Big or small, businesses are always trying to find ways to earn your money by manufacturing the hype and the mood for buying. What seems to be a tradition may not actually be a tradition a few years back. Big or small, almost every month, there are always something to get you to spend money. Perhaps let me give you an example below of the well-known ones I can think of that people across different cultures would know.
February: Valentine’s Day
May: Mother’s Day
June: Father’s Day
November: Black Friday or 11.11 Taobao sales
As mentioned earlier, the above writes down the major festivals or days which everyone around the world knows. Those empty gaps does not mean there are no holidays or manufactured spending encouraged by businesses. The empty months can probably be filled in by your country’s own holidays. For example, China’s Dragonboat Festival typically occurs in June and Mid-Autumn Festival typically occurs in September.
Of course, one may not spend at every single event manufactured by the businesses, but the more of such events they come up with, or the more of such holidays they manage to commercialise, the more they earn. I would not expect a 90 year old grandmother to spend money at Halloween, but I would not be surprised if she bought some gifts for her grandchildren at Thanksgiving and Christmas. Christmas is a religiously celebrated day. What if the grandmother only brought her grandchildren to the church and celebrate the birth of Jesus Christ, then brought them back home for some food and that’s the end? Would the grandchildren like it? No, they would not like it. Christmas has been so commercialised that these children now expect gifts. The grandmother is now somehow obligated to buy some simple presents for her grandchildren in order not to disappoint the young.
Or, you expect to get away with no gifts for your girlfriend on Valentine’s day? Would the ladies be satisfied with the boyfriend not minimally bringing them out to eat a nice dinner and giving them a gift?

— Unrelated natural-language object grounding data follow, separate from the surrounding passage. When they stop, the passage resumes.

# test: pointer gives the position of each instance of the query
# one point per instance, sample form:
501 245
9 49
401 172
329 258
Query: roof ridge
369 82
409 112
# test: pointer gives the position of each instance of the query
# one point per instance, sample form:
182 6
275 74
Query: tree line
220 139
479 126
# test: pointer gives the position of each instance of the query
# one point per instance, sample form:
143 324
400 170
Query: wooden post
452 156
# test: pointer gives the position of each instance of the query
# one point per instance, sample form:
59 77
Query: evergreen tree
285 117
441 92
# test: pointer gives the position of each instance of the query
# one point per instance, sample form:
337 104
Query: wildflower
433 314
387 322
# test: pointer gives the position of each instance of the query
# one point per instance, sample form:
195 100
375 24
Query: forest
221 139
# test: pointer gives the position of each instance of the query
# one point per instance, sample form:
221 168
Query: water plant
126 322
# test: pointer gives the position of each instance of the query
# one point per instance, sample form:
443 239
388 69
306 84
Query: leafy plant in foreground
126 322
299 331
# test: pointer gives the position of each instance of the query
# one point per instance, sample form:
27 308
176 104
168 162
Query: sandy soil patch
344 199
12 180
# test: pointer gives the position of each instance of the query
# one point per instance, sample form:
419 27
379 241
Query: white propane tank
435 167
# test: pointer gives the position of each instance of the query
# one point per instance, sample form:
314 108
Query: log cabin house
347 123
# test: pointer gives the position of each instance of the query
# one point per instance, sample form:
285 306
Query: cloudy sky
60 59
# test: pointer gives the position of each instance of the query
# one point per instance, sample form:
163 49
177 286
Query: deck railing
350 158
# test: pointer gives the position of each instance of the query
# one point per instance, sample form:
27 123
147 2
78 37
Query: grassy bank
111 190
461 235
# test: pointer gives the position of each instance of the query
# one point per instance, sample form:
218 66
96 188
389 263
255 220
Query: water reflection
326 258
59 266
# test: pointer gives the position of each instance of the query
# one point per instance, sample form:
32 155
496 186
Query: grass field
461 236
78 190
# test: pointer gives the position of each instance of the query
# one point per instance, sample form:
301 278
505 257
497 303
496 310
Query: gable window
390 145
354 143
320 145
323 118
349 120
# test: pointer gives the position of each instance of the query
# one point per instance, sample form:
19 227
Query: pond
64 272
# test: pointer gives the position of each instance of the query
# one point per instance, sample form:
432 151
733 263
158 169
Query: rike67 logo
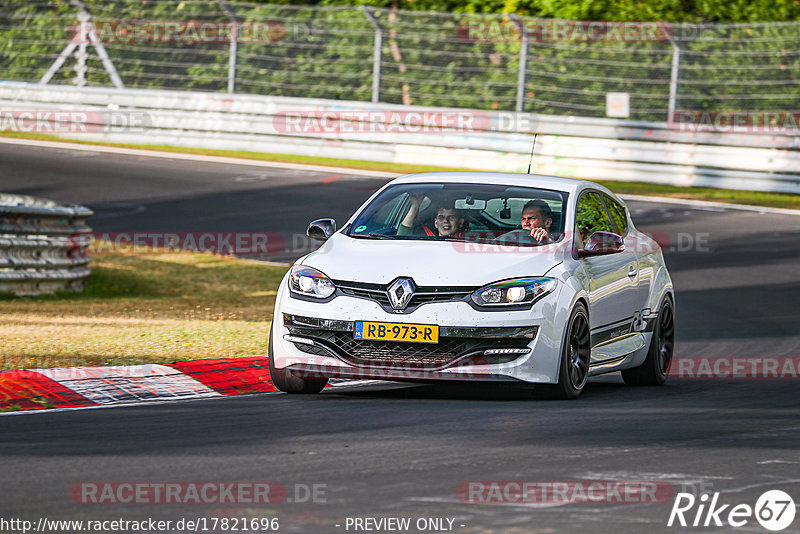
774 510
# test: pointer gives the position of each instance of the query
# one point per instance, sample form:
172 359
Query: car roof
557 183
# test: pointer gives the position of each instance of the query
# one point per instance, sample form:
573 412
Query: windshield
466 212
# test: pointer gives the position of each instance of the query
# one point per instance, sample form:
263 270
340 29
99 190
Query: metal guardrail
591 148
42 245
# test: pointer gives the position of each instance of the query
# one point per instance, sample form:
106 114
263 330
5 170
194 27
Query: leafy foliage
468 58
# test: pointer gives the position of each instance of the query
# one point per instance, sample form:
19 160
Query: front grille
415 355
422 295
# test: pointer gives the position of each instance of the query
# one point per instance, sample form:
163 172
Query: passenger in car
537 217
448 222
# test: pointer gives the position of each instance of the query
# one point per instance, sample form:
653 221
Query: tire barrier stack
43 245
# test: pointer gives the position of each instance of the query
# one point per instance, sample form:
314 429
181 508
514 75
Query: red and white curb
86 387
77 387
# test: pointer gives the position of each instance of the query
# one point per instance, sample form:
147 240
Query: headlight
310 282
514 292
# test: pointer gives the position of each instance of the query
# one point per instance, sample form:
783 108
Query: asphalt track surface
399 450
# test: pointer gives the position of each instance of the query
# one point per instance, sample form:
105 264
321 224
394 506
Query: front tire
654 370
575 356
287 381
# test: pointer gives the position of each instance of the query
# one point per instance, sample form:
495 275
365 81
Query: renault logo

But do you know that Valentine’s Day originates as a Christian feast day honouring the martyr called Saint Valentine? Businesses are able to turn a day honouring the martyrdom of a Christian to a day where people profess their love, give gifts and roses to each other.
Of course, spend what you have to. Impress your girlfriend on Valentine’s day if you need to. Buy Christmas gifts for your grandchildren if it makes them happy. But do not let these manufactured holidays or spending events dictate your views. If your boyfriend did not give you a present on Valentine’s day, does it make him lesser of a boyfriend if he treats you well everyday? If your children did not take you out for a fanciful dinner on Mother’s Day, does it make them an awful lot? Conversely, if your son ignores you for the rest of the year but treats you to a Father’s Day dinner, then takes some pictures and uploads them onto social media, does it make him a filial son?
As we go about our daily lives, let us not be pressured by these so called manufactured traditions created and twisted just to earn your money. For holidays that are relationship based (eg Mother’s Day, Valentine’s Day), look at how the other person is treating you all year round. For other societal holidays (eg Thanksgiving, Christmas), perhaps by now we have no choice but to follow what others are doing, but remember the importance and the significance of it. Maybe you are not a Christian, but if friends gather around during that period, treasure the reunion instead of focusing on the gifts that you will exchange. My friends and I have more than once organised a Christmas gift exchange event for the fun of it, with each present’s budget limited to $1 at its lowest or $5 at the higher end. The idea is to have fun but also understanding that the most important thing is not the presents but the friendship we all share.
Lastly, do not get caught up in all these spending obligations, or you will find yourself falling into the trap which the businesses made.